Ancient garbage may not sound glamorous, but in Greenland, it has become a frozen archive of human life. A new study shows that old waste mounds preserved by permafrost still carry microbial traces of hunting, farming, animal keeping, and everyday hygiene across about 4,500 years.
The reassuring part is just as important. Researchers found disease-linked bacteria and antimicrobial-resistance genes in these sites, but the evidence suggests they are not spreading far from thawing middens right now.
“The risk of release of ancient pathogens from ancient middens on Greenland is currently low,” said Dr. Frank Møller Aarestrup, a professor at the National Food Institute at the Technical University of Denmark.
Ancient trash frozen in time
Greenland’s human story stretches across several major waves of settlement. Paleo-Inuit cultures arrived thousands of years ago, Norse settlers lived there from about the 10th to the 15th century, and Danish colonial settlements began in 1721.
Each group left behind middens, the archaeological word for old trash heaps. These piles can include animal bones, shells, human waste, tools, food remains, and other scraps from daily life. Not pretty, but incredibly useful.
Because many of these sites stayed cold and wet for centuries, they became something like deep freezers for biological clues. That means researchers can study not only what people ate, but also which microbes lived around people, animals, and waste.
DNA tells the story
The team analyzed 78 midden samples from West and South Greenland and compared them with 143 soil samples taken away from historic settlements. The work included sites linked to Paleo-Inuit groups, Norse communities, and early colonial Inuit life.
To do this, the researchers used DNA sequencing. This means they read tiny pieces of genetic material from the soil to identify the bacteria that had once been present there.
The sequencing revealed between 9 and 202 bacterial species in each midden, with 1,207 species found in total. Many were not well known to science, which shows how much remains hidden in Arctic soils and archaeological deposits.

Farms, seals, and toilets
The frozen trash did not preserve one simple microbial pattern. Instead, each midden carried a signature shaped by what people threw away there.
Some early colonial layers from Nuuk contained decomposing seal skins and were rich in Clostridium perfringens, a bacterium often linked to food poisoning. Middens filled with animal carcasses had more gut-related bacteria from animals, while early Norse layers with rotting bones carried other bacterial groups tied to decay.
That is where the study becomes more than a health question. The microbes help confirm old patterns of daily life, from seal hunting to livestock farming to the basic reality of waste disposal. A trash pile can be a diary, if you know how to read it.
What about ancient diseases?
The researchers did find bacteria that can be linked to disease. These included types associated with food poisoning, botulism, toxic shock syndrome, sepsis, and gas gangrene.
That sounds alarming at first.
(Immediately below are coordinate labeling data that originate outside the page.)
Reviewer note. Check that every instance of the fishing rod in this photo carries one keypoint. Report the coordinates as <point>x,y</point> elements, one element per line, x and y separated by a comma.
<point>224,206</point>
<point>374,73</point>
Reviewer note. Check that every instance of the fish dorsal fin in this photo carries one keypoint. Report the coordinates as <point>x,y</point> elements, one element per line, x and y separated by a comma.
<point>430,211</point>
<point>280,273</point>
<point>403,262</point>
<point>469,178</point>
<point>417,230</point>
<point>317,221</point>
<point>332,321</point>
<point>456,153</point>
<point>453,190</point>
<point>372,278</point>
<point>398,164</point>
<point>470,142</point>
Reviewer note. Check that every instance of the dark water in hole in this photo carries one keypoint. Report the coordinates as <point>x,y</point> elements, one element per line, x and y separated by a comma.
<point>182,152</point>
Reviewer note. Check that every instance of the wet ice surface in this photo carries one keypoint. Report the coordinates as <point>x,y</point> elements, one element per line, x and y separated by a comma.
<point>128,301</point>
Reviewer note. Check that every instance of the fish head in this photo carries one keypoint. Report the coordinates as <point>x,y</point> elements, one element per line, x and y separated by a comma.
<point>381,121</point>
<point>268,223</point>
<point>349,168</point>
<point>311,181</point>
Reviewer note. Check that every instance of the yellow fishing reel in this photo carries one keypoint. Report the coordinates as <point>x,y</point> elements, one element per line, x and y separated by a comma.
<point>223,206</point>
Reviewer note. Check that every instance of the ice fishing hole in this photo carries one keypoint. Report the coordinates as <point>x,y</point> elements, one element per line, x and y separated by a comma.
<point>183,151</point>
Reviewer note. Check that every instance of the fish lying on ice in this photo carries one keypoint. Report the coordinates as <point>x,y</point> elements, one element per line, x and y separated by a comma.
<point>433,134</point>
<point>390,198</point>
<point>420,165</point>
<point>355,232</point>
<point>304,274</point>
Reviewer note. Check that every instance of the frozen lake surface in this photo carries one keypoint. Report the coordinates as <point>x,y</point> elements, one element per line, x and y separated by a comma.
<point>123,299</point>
However, the key point is that the study detected microbial DNA signals, not a wave of revived ancient infections moving through Greenland.
The team also found genes linked to antimicrobial resistance. That means some bacteria carry genetic tools that can help microbes withstand medicines designed to kill them. These genes appeared across old and more recent layers, suggesting that resistance can persist in frozen environments for centuries.
Low risk for now
The big public-health question is simple. Could thawing Arctic trash heaps release dangerous microbes into today’s environment?
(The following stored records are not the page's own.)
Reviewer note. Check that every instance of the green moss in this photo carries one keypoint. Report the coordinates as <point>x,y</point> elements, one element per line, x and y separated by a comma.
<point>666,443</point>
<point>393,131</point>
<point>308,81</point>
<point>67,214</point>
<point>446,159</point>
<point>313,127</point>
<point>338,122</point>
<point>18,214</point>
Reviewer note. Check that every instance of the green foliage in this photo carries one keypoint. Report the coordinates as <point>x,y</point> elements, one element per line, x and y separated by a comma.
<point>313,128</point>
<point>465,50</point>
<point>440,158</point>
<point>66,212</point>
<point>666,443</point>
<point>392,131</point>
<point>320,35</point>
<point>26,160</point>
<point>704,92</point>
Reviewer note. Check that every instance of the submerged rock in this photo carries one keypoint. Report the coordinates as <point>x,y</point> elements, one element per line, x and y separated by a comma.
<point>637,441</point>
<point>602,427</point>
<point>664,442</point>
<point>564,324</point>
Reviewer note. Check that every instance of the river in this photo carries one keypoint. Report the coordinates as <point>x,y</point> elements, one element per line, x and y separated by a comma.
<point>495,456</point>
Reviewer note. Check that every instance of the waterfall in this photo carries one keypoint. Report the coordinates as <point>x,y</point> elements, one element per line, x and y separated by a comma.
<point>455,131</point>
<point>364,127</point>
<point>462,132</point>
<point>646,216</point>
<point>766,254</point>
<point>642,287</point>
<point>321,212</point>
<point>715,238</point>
For now, the answer appears to be no, at least in the Greenland sites studied. The researchers found that midden-related bacteria stayed close to the eroding layers and were quickly overtaken by local environmental microbes once released into runoff.
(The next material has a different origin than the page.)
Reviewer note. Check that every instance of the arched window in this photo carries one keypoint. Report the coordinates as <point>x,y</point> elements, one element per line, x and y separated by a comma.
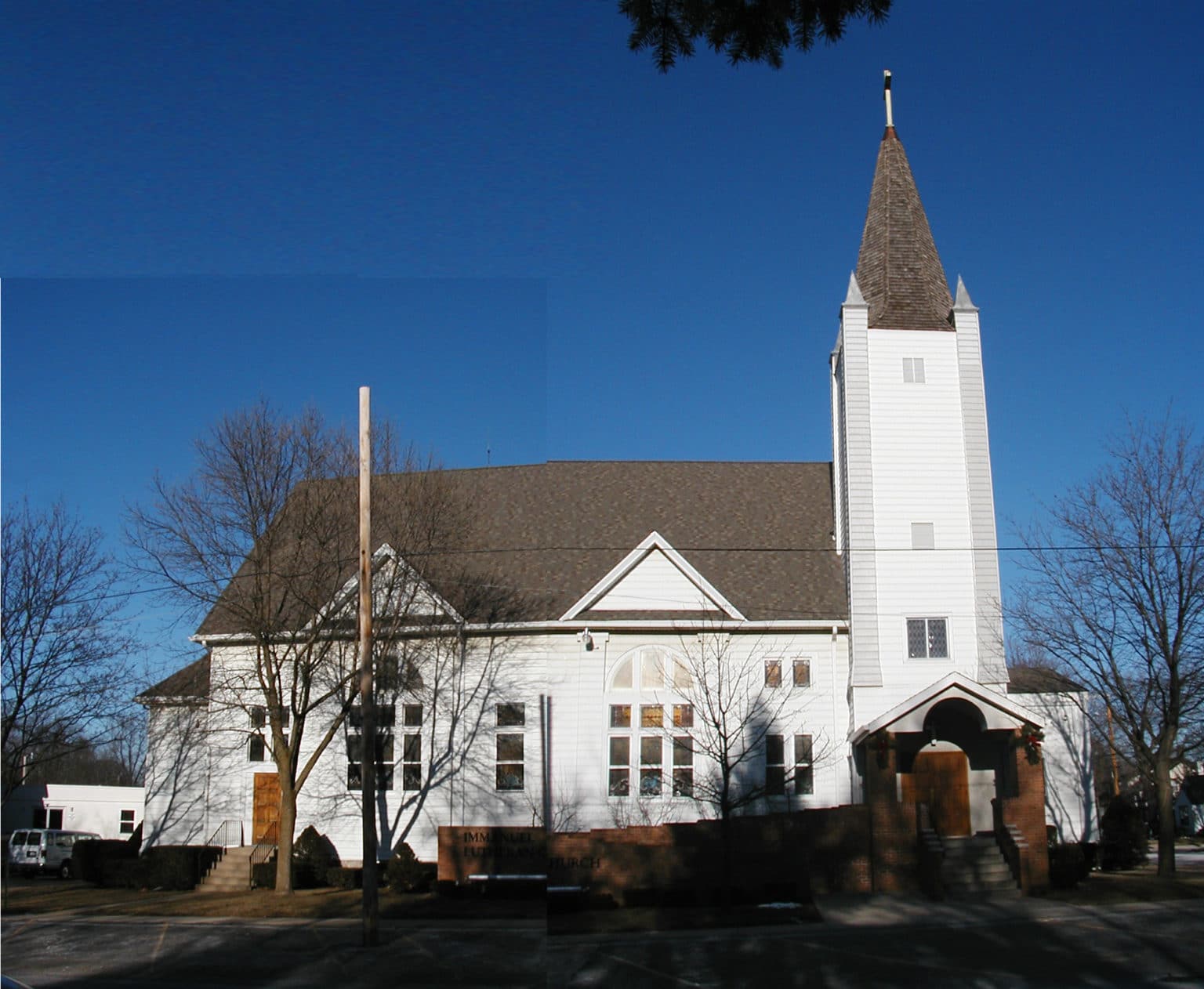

That matters because the Arctic is warming three to four times faster than the global average, and thawing permafrost can expose material that has been locked away for centuries. The trouble is, the clock is moving faster than many landscapes can handle.
Why monitoring still matters
The study does not close the case forever. It gives a snapshot of current risk in specific Greenland sites, not a guarantee for every Arctic region.
Dr. Saria Otani, an associate professor at the National Food Institute, noted that the thawing permafrost microbiome appeared to be “rapidly replaced by local contemporary environmental microbes” after release. That helps explain why the immediate danger looks limited.
Still, Dr. Anders Priemé, a professor at the University of Copenhagen, warned that scientists do not yet know whether the risk could rise as temperatures increase or whether other Arctic areas might behave differently. That is why the authors recommend adding microbiome checks to routine archaeological monitoring.
Greenland’s past in waste
At the end of the day, this research is about more than ancient bacteria. It shows how frozen waste can preserve details of human history that ordinary artifacts may miss.
Bones and tools can tell archaeologists what people hunted, made, or carried. Microbes add another layer, showing traces of livestock, skin processing, human waste, decay, and the hidden biology of settlement life.
For now, Greenland’s thawing middens appear to be less of a horror story and more of a warning label. They are fragile archives, and as the Arctic warms, scientists may need to read them before they wash away.
The main study has been published in Frontiers in Microbiology.